New York Times 100 years ago today, July 13, 1912:
Roosevelt's Attorney General Discourses on Stealing an Electoral College.
Special to The New York Times.
BALTIMORE, July 12.—Former Attorney General Bonaparte has replied tartly to a letter asking him to tell the difference between stealing a convention and stealing an Electoral College. The correspondence follows:
Elkton, Cecil County, Md.
The Hon. Charles J. Bonaparte.
Dear Sir: Would you please tell a plain, green countryman what the difference is between stealing a convention and trying to steal an Electoral College?
And how a gentleman who has posed as a purist in politics can square his conscience with himself in condemning the former and advocating the latter? Tours truly.
CHARLES H. NEUDECKER.
Here is the retort coteous:
Baltimore. Md., July .11.
Charles H. Neudecker, Esq., Elkton, Cecil County. Md.
Sir: Stealing is stealing, whether its subject matter be a convention, an Electoral College, or a purse, and any one, guilty of stealing or of justifying stealing or of trying to confuse the consciences of his neighbors as to the guilt of stealing by sophistry and impertinence is an unworthy citizen and a dishonest man.
I hope a plain, green, countryman is neither too plain nor too "green" to understand the foregoing statement.
A Presidential elector has no right to vote for a man as President whom he believes to have stolen a purse, a nomination, or anything else; nor has he any better right to vote for a man whom he believes to have received anything stolen with knowledge of theft.

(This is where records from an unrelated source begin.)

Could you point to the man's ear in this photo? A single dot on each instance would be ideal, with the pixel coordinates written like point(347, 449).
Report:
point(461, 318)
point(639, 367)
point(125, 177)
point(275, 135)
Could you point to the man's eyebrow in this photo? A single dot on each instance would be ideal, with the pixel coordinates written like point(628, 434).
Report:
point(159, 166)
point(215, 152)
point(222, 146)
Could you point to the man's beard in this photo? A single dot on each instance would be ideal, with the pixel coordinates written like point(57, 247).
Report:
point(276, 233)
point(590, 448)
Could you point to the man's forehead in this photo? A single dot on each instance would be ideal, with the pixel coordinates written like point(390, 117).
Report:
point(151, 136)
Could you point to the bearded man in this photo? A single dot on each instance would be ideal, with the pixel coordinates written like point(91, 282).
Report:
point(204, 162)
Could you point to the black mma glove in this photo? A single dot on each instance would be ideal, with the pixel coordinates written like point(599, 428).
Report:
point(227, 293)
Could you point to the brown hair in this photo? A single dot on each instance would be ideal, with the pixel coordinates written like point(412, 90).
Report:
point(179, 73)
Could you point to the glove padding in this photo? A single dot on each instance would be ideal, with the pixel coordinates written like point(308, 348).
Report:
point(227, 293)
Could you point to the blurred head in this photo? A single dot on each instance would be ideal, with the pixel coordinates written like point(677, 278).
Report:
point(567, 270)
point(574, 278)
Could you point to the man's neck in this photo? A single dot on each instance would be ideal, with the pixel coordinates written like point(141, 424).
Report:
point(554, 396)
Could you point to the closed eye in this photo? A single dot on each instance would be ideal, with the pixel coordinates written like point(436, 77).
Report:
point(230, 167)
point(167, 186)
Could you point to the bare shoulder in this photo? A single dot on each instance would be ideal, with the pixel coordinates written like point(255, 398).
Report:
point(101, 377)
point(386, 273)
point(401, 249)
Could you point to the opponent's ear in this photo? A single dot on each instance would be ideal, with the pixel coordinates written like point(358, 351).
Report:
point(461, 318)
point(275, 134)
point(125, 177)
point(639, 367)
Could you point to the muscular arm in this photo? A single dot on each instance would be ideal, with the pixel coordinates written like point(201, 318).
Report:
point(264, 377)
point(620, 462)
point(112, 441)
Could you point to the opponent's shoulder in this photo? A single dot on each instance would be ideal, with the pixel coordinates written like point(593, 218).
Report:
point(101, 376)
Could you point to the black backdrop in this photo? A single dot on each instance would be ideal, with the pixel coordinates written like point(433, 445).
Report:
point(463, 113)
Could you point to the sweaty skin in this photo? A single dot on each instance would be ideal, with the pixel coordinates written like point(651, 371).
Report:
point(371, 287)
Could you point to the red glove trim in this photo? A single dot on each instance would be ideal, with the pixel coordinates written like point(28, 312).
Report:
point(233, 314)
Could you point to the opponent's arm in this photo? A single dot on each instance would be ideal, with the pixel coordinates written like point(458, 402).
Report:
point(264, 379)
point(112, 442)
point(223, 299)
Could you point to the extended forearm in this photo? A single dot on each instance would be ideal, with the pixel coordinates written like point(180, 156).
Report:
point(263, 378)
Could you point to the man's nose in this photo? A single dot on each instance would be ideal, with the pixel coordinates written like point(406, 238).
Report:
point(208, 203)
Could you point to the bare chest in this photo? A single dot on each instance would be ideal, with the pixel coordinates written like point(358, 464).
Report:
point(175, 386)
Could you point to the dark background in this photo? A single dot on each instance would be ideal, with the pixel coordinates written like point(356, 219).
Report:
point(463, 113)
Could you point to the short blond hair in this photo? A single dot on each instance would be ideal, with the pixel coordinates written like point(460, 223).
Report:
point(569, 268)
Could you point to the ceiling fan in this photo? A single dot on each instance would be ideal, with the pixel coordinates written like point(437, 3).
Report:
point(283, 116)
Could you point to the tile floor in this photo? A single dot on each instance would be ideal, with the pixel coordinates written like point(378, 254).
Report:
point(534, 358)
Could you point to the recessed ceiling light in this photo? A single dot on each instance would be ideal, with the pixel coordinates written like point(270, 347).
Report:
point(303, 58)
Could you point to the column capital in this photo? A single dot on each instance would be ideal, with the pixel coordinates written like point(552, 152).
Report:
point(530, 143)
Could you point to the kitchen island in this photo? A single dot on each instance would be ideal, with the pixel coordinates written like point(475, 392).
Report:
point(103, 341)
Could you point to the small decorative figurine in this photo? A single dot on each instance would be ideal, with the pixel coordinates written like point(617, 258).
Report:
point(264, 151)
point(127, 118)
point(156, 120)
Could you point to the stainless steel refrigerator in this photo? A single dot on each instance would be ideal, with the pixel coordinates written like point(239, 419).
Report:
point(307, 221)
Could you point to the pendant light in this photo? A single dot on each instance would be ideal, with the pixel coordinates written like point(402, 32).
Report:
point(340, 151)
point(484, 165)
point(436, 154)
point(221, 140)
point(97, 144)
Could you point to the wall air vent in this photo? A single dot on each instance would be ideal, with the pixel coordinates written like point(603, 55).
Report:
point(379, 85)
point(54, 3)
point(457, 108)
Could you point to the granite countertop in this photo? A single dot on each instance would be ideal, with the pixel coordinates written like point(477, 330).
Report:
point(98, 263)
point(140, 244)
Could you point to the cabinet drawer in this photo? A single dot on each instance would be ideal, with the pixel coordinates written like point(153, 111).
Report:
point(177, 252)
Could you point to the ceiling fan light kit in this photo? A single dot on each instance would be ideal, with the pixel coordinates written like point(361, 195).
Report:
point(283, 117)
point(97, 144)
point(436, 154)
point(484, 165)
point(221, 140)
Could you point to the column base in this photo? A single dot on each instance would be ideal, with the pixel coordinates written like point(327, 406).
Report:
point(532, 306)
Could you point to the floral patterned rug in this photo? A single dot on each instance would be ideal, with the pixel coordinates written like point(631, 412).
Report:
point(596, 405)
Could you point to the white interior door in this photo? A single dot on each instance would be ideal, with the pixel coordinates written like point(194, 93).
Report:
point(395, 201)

Had such a man obtained the nomination fraudulently and from a packed convention, containing many more pretended delegates not entitled to sit in it than the majority whereby he was chosen, I should have deemed it my duty as a good citizen to do everything in my power to prevent his election, including retention of my place on the ticket, if that seemed an appropriate means to the last-mentioned end. I remain. Sir, yours respectfully, CHARLES J. BONAPARTE.